マルキ・ド・サド伯爵にお願い



いつものように京介は私の家にいて、いつものようにそんな京介を意識の外において本を読む。

家に来るのが頻繁過ぎるので私も客扱いしないし、京介も自宅の如くに振る舞っている。いつも別に会話はなくてもお互い自由且つ勝手に過ごす。傍に居すぎれば良くも悪くもお互い空気のような関係になるものだ。気心知れた相手というのは中々良いもので、無言でも気詰まりじゃない穏やかな時間が過ごせる。
だが、それは表面上の話。
無警戒に同じ空間で過ごすには、私達はお互いを知りすぎている。


その日、京介が家に入って来た時に「ただいまー」とあまりに自然に言うものだからうっかり「おかえり」と返して、イヤ可笑しいだろう、と一人で突っ込んだ。いつから此処はアイツの家になったんだ?なんだか勝手に冷蔵庫漁ってる気配がするけれど、そろそろ一度懲らしめてやらなければどんどんと図々しくなっていくばかり。なにか手段を講じよう。

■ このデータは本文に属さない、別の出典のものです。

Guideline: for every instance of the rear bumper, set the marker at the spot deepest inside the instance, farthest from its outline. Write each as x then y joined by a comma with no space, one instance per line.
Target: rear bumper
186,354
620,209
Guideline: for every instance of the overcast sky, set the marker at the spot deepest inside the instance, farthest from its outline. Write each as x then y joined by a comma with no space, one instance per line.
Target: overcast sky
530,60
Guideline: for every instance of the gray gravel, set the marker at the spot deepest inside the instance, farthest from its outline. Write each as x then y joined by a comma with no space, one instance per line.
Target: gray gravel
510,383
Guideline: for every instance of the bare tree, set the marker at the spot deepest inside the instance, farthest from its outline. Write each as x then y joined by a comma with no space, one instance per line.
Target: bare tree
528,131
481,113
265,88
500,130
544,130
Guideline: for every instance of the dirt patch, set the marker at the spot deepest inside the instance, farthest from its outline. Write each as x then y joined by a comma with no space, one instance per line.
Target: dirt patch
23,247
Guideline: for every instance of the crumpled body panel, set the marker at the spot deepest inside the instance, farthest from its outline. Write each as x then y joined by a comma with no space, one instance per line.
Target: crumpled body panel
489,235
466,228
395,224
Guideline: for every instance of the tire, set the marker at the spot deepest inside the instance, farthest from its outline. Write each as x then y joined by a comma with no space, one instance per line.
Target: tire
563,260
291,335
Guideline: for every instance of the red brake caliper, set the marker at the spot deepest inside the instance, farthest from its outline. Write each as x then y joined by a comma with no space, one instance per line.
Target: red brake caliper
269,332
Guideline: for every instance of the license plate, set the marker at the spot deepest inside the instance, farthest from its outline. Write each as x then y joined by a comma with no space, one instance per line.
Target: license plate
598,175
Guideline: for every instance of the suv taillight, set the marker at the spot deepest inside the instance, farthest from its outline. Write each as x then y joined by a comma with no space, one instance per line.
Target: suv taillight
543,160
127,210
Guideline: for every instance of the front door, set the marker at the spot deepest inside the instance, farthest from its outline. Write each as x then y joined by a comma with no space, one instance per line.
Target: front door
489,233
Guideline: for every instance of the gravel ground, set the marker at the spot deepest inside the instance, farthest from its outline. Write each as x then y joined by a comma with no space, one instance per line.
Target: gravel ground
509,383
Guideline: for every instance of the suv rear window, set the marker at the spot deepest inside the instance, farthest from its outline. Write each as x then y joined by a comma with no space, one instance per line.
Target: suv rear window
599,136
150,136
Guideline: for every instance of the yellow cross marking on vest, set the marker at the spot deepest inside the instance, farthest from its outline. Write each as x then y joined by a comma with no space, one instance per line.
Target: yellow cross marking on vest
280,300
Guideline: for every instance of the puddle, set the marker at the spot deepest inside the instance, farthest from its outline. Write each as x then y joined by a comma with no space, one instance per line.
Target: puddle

そんな事を本の文字を読む傍らでうっすら考えていたのだが、第一声の「ただいま」から京介が何も発言しなかったので、その存在は速やかに意識の中から消えていった。
そんな中でも、普段なら意識の1割くらいは警戒して相手の動きを把握しておくのだが、その時は、ちょうど読んでいる本の山場、つい集中しすぎていた。


あー、やっぱりコイツ生きてたのか。死体が確認出来なければ生きていると思えってミステリーの原則だよね。ミスタ・マーロウはどの時点で気付いてたのか。さぁ来た来た、此処で名台詞、ギムレットには早過ぎ・・・


る、と頭の中でその台詞を完結させたのと、ガチャンッと何かの音がしたのは同時だった。

「・・・??・・・・!!??」

何かに集中していて、それがいきなり何かに途切れさせられると、意識が現実に戻って来るのに時間がかかる。

とりあえずまず気付いたのは、いつの間にか背後にいた京介の見たことないくらいのイイ笑顔。

見た瞬間、背筋が寒くなる。
何か、取り返しのつかない何かが起こったに違いない。

次に気付いたのは京介が手に何か持っているということ。本を読むことで固まっていた焦点を動かして良く見てみる。あれはなんだろう、と考えて認識するまでたっぷり1秒。脳が受け入れ拒否していたのかもしれない。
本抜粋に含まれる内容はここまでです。